Omelia per la Solennità della Madre di Dio e Giornata della Pace

01-01-2018

All’inizio di questo Nuovo anno solare festeggiamo la divina maternità di Maria. Nell’espressione “Dio mandò il suo Figlio nato da donna” si trova condensata la verità fondamentale su Gesù come Persona divina che ha pienamente assunto la nostra natura umana. Egli è il Figlio di Dio, è generato da Lui, e al tempo stesso è figlio di una donna, Maria. Viene da lei. È da Dio e da Maria. Per questo la Madre di Gesù si può e si deve chiamare Madre di Dio.

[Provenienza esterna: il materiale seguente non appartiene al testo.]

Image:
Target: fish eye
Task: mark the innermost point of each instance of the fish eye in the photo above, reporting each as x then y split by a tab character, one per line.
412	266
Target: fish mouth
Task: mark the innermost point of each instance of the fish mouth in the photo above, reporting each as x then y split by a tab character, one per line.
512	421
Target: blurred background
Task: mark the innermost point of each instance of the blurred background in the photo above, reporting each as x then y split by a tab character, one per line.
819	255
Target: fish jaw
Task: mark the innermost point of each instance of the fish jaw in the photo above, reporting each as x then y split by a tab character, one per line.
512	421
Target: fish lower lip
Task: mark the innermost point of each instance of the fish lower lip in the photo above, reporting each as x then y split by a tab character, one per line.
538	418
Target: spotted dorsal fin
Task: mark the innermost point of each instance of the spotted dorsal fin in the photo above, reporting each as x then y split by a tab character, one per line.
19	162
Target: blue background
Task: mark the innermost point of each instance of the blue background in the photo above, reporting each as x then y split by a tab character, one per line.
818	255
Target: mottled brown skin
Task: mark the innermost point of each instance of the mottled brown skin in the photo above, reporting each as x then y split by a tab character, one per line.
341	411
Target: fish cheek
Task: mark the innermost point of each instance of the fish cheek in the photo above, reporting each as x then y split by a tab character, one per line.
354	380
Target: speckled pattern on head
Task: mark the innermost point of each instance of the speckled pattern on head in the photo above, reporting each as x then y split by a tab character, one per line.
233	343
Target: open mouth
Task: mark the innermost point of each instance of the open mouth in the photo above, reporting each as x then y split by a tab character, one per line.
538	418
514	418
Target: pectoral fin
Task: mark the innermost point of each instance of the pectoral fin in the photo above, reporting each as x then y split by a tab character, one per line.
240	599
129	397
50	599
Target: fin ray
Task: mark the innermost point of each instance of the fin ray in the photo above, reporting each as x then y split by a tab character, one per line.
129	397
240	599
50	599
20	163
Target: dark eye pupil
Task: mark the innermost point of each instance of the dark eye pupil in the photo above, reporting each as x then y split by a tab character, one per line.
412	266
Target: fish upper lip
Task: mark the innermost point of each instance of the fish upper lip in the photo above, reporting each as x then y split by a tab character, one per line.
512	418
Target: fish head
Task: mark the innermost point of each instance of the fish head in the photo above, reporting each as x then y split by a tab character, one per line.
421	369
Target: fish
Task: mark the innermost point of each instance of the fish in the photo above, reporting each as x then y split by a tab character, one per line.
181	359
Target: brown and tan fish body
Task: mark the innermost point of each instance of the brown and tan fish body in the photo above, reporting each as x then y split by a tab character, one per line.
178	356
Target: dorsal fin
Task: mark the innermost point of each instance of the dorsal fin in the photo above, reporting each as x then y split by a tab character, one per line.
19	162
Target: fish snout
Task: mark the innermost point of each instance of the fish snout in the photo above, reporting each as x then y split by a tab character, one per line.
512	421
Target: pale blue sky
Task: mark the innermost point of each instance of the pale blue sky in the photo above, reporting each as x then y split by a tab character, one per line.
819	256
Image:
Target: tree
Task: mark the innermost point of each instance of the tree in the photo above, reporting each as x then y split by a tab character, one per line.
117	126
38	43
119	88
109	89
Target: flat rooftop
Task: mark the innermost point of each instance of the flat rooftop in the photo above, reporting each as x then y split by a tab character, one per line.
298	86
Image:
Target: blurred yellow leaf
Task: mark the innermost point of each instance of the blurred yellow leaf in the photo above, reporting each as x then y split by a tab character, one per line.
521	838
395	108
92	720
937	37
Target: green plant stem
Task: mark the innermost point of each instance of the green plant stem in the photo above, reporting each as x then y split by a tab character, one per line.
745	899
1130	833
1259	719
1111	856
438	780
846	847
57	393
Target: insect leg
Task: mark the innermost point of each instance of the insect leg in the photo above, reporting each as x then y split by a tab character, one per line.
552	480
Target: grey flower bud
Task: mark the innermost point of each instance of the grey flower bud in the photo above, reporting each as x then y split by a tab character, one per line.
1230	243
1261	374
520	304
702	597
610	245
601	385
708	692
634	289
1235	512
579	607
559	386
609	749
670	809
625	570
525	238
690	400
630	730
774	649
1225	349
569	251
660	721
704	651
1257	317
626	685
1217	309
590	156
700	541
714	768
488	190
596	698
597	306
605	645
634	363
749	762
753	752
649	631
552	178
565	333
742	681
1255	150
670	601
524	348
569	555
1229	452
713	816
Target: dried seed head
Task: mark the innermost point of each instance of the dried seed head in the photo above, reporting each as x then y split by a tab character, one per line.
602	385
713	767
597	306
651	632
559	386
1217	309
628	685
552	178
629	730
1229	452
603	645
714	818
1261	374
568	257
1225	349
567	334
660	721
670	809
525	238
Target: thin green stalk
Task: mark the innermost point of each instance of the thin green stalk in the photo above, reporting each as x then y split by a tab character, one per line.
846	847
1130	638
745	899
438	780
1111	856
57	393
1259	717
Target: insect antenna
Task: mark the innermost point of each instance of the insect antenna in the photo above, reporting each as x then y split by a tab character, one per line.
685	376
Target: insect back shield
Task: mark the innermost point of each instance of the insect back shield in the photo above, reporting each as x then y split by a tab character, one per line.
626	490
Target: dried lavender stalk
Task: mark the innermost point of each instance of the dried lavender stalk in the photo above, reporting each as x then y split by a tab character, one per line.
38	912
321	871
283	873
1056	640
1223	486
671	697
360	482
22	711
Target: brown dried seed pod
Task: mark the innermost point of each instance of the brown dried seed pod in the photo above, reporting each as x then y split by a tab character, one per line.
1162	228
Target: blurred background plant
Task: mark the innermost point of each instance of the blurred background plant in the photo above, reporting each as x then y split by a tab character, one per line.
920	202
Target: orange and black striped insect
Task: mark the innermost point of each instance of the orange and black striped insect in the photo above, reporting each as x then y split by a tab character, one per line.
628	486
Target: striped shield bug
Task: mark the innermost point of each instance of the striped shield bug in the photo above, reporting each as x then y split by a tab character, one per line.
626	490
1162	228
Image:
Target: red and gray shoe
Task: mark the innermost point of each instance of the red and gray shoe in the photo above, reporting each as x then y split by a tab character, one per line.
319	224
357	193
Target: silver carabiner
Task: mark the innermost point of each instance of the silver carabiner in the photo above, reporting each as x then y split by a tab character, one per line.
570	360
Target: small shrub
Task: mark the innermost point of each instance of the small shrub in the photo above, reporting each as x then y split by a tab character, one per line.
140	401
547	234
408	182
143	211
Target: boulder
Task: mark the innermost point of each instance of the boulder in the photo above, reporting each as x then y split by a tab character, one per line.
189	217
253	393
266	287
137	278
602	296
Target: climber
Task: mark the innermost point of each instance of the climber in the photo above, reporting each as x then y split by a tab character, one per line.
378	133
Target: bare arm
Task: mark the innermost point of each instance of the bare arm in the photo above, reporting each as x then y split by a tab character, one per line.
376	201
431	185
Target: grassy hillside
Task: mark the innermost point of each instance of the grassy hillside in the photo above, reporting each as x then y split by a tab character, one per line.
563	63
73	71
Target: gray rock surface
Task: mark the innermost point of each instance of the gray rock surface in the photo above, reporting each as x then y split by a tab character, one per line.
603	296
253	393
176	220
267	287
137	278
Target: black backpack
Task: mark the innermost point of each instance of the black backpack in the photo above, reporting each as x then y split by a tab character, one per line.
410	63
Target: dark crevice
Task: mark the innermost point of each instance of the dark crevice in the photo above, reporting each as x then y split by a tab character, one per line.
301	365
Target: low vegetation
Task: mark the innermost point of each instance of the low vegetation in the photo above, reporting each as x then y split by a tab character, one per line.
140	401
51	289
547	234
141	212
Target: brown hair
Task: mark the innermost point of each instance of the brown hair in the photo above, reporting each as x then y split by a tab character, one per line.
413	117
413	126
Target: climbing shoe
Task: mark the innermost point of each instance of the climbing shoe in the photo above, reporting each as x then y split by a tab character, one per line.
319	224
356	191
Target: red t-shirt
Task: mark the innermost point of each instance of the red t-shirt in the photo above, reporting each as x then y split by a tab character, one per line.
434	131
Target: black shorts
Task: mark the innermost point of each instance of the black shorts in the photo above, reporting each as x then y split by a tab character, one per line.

Festeggiare Maria, Madre di Dio, è festeggiare Colei che ha dato alla luce il Salvatore del mondo, che è anche l’Uomo Nuovo. Il Verbo di Dio che prende carne trasforma dall’interno l’esistenza umana, partecipando a noi il suo essere Figlio del Padre. Si è fatto come noi per farci come Lui: figli nel Figlio, uomini liberi dalla legge del peccato, uomini che ricevono lo stesso Spirito del Figlio di Dio e sono chiamati a vivere con il suo amore (cf Gal 4, 4-7). In tal modo, Maria è donna che pone nel mondo il principio di una potente rivoluzione religiosa e civile. La capacità di bene dell’uomo è moltiplicata perché gli è donata la stessa capacità di amare del Figlio di Dio. Il male può essere vinto, come anche colui che ne è il seminatore e lo sparge come zizzania nel campo della storia umana. È l’inizio di cieli e terra nuovi, di un mondo più giusto e pacifico. Il Figlio di Dio, nato per noi, è autore di una vita in pienezza, è Principe della pace.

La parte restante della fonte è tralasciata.